Example (Binary Kelp Detection):

# Assuming labels: 0=background, 1=noise, 2=kelp
# Remap to: 0→0 (bg), 1→-100 (ignore noise), 2→1 (kelp)
python -m src.prepare.make_chip_dataset \
  /data/kelp_raw \
  /data/kelp_chips_224 \
  --size 224 \
  --stride 224 \
  --num_bands 3 \
  --remap 0 -100 1

Example (Multi-class Kelp Species):

# Assuming labels: 0=background, 1=noise, 2=macrocystis, 3=nereocystis
# Remap to: 0→0 (bg), 1→-100 (ignore noise), 2→1 (macro), 3→2 (nereo)
python -m src.prepare.make_chip_dataset \
  /data/kelp_species_raw \
  /data/kelp_species_chips_1024 \
  --size 1024 \
  --stride 1024 \
  --num_bands 3 \
  --remap 0 -100 1 2

This creates NPZ files containing compressed image and label arrays in:

output_dir/
├── train/
│   ├── mosaic_01_0.npz
│   ├── mosaic_01_1.npz
│   └── ...
├── val/
│   └── ...
└── test/
    └── ...

3. (Optional) Clean Up Dataset

Remove unwanted chips to balance your dataset:

Remove background-only tiles:

python -m src.prepare.remove_bg_only_tiles /data/kelp_chips_224/train
python -m src.prepare.remove_bg_only_tiles /data/kelp_chips_224/val
python -m src.prepare.remove_bg_only_tiles /data/kelp_chips_224/test

This removes chips where all pixels are background (label ≤ 0), which is useful to reduce class imbalance.

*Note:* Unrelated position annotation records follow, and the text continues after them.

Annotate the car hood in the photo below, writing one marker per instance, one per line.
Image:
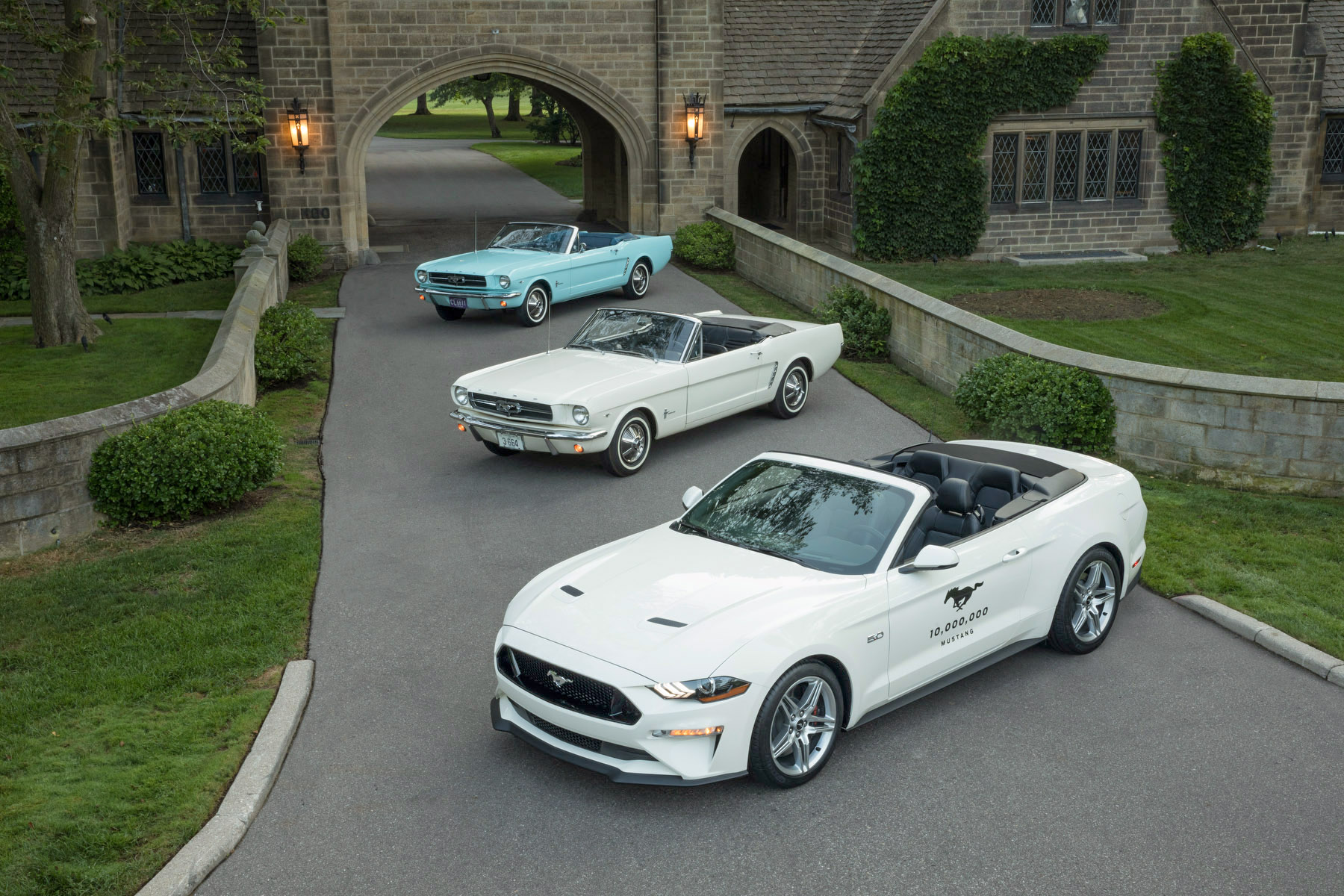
(722, 595)
(566, 376)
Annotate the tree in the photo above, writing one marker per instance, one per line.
(78, 75)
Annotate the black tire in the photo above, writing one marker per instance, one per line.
(792, 395)
(626, 455)
(535, 307)
(1086, 612)
(638, 284)
(784, 729)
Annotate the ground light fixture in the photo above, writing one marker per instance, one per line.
(299, 129)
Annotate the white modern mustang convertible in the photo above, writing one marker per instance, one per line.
(632, 376)
(803, 597)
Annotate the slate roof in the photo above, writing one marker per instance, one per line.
(796, 52)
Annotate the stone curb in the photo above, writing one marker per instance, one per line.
(186, 871)
(1266, 635)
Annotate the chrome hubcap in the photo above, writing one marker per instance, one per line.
(635, 444)
(794, 390)
(1095, 601)
(804, 726)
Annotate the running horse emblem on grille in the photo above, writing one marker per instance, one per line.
(557, 679)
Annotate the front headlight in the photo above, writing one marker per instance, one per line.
(702, 689)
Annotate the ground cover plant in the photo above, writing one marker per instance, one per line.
(1250, 312)
(139, 664)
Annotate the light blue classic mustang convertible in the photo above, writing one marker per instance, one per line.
(530, 265)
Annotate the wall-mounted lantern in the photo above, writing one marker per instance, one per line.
(299, 129)
(694, 120)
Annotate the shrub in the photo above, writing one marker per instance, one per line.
(706, 245)
(1028, 399)
(307, 258)
(866, 327)
(289, 344)
(183, 462)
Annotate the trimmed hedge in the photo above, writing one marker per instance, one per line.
(865, 324)
(289, 344)
(187, 461)
(706, 245)
(1028, 399)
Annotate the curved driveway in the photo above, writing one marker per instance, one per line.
(1176, 759)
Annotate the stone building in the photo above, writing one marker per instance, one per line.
(792, 89)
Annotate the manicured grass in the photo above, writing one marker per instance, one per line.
(455, 121)
(179, 297)
(538, 160)
(132, 359)
(1245, 312)
(137, 665)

Remove tiles with nodata areas:

python -m src.prepare.remove_tiles_with_nodata_areas /data/kelp_chips_224/train --num_channels 3
python -m src.prepare.remove_tiles_with_nodata_areas /data/kelp_chips_224/val --num_channels 3
python -m src.prepare.remove_tiles_with_nodata_areas /data/kelp_chips_224/test --num_channels 3

This removes chips containing all-black pixels (assumed to be nodata areas from mosaicking).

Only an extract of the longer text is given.